Datenschutzerklärung|Data Privacy

L. Friedel

20.08.2018, 16 Uhr c.t. TU Berlin, EN building, seminar room EN 719 (7th floor), Einsteinufer 17, 10587 Berlin: "Bringing Order to Data" (Prof. Jarek Szlichta, University of Ontario Institute of Technolgy, Canada)

Poor data quality is a barrier to effective, high-quality decision making based on data. Declarative data cleaning encodes data semantics as constraints (rules) and errors arise when the data violates the constraints. Unified approaches that repair errors in data and constraints have been proposed. However, both data-only and unified approaches are by and large static. They apply cleaning to a single snapshot of the data and constraints. We have proposed a continuous data cleaning framework that can be applied to dynamic data. Our approach permits both the data and its semantics to evolve and suggests repairs based on the accumulated evidence as statistics. We built a machine learning classifier that predicts types of repairs needed to resolve an inconsistency, and learns from past user repair preferences to recommend more accurate repairs in the future. We also propose quantitative approach to data cleaning that excels at ensuring that the repaired data has desired statistical properties.

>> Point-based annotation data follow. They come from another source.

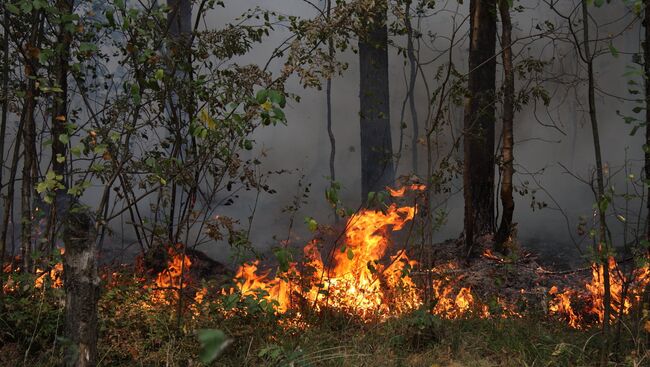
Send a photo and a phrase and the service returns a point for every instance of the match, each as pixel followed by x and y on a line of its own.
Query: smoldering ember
pixel 325 183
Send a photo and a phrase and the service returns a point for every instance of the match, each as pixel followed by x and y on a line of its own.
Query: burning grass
pixel 365 296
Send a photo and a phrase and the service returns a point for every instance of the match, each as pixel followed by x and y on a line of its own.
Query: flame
pixel 398 193
pixel 55 275
pixel 168 281
pixel 359 279
pixel 593 296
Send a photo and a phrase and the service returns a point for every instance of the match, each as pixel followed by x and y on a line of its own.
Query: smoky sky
pixel 553 151
pixel 553 143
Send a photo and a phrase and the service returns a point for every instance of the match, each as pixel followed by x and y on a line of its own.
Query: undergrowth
pixel 136 333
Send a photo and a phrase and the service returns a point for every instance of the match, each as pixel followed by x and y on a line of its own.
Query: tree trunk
pixel 507 169
pixel 413 71
pixel 602 246
pixel 328 92
pixel 81 288
pixel 646 65
pixel 60 112
pixel 478 137
pixel 27 188
pixel 3 124
pixel 376 144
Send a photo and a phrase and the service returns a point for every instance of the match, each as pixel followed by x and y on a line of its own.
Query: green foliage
pixel 213 342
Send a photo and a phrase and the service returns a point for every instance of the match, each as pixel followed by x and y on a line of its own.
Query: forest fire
pixel 171 279
pixel 582 308
pixel 361 279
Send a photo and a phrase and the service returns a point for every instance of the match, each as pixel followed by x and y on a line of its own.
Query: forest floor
pixel 139 328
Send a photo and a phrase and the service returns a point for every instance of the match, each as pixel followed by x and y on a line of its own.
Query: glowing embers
pixel 361 279
pixel 170 280
pixel 583 308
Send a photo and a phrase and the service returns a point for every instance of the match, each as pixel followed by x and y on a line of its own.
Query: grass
pixel 132 334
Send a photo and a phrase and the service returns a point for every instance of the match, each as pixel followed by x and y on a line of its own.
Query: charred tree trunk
pixel 507 168
pixel 478 139
pixel 3 124
pixel 376 144
pixel 328 92
pixel 81 288
pixel 179 27
pixel 28 179
pixel 413 72
pixel 602 246
pixel 646 66
pixel 60 110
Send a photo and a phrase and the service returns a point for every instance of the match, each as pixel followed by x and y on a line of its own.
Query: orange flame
pixel 621 301
pixel 168 281
pixel 356 282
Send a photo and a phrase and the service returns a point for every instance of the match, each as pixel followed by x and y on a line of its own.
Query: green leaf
pixel 100 149
pixel 613 50
pixel 87 47
pixel 311 224
pixel 261 96
pixel 77 150
pixel 12 8
pixel 135 93
pixel 213 342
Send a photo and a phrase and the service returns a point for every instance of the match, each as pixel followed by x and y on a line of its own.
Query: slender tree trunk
pixel 376 144
pixel 82 289
pixel 3 122
pixel 413 72
pixel 29 138
pixel 180 27
pixel 478 139
pixel 60 112
pixel 646 66
pixel 507 168
pixel 602 246
pixel 328 91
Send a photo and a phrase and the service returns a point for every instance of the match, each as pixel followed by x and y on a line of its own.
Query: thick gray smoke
pixel 553 143
pixel 550 140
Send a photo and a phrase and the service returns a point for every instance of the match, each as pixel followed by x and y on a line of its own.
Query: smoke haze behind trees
pixel 549 140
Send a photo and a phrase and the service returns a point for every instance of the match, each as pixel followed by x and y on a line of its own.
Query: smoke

Integrity constraints (ICs) are useful for query optimization and for expressing and enforcing application semantics. However, formulating constraints manually requires domain expertise, is prone to human errors, and may be excessively time consuming, especially on large datasets. Hence, proposals for automatic discovery have been made for some classes of ICs, such as functional dependencies (FDs), and recently, order dependencies (ODs). We present a new OD discovery algorithm enabled by a novel polynomial mapping to a canonical form of ODs, and a sound and complete set of axioms for canonical ODs. We show orders-of magnitude performance improvements over the prior state of-the-art.